Ideal Interviewees? You’ve probably never heard of them
Who would I interview if there were no limitations?
This has perhaps been the hardest post for me to write, mainly because I think I’ve changed my mind about a dozen times. However, every time I do try and make a decision, one type of personality seems to pop up; Bill Somerville.
This past Tuesday our class was honored to hear from Bill Somerville, an expert on grassroots philanthropy, the founder of Philanthropic Ventures Foundation, and one of the most amazing people I have ever met. Since that class, I’ve been thinking non-stop about what he said, his purity of heart, and about the fact that I had never heard of this man despite his incredible goodness. I guess I don’t expect to have heard of every good person in the world, but at the same time I feel like there is this unwritten expectation that if you do something big enough or great enough then you will become heralded for it and become famous. Granted, in the philanthropy space Bill Somerville is well known, but I would bet that at least 95% of working class Americans have never heard of him, and the percentages is probably higher than that.
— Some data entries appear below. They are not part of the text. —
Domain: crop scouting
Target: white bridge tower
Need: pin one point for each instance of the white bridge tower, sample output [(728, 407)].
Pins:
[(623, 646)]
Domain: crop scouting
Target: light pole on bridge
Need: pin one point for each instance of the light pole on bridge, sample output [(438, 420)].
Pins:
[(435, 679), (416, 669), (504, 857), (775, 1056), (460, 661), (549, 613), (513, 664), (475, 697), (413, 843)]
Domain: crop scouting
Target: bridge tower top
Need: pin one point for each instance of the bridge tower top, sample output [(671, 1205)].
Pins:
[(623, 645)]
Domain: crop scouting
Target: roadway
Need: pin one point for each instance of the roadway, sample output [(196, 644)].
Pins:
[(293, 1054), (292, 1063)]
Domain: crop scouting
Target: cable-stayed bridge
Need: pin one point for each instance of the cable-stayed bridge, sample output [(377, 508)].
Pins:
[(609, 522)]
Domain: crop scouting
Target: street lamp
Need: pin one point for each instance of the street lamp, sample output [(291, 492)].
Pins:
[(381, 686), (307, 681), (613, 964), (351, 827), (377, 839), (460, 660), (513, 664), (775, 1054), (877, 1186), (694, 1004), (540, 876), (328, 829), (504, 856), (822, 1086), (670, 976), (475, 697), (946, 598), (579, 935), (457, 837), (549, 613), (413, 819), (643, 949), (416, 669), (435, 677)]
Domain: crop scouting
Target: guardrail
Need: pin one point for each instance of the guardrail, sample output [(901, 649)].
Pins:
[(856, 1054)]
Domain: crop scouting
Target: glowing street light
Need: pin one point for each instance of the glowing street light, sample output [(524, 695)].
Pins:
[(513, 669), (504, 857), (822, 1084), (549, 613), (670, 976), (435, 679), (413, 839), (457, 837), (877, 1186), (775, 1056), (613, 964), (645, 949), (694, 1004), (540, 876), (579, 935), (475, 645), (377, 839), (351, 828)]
The reason that I bring this up is because I think Bill is the type of person that I would want to interview; someone that is dedicated to the cause and is making an unparalleled difference in people’s lives but is probably only known to few people outside of the space he/she is working in. I think that as good as our intentions may be, because we are human, fame, recognition, and notoriety tend to change us or manipulate our thinking and perspective. Of course there are exceptions to this rule, but I would be interested in interviewing someone who has never been tainted by these possible negative consequences to recognition, a person who is involved and making a difference just because they care. I honestly can’t think of anything better than to delve into the mind and heart of this kind of individual.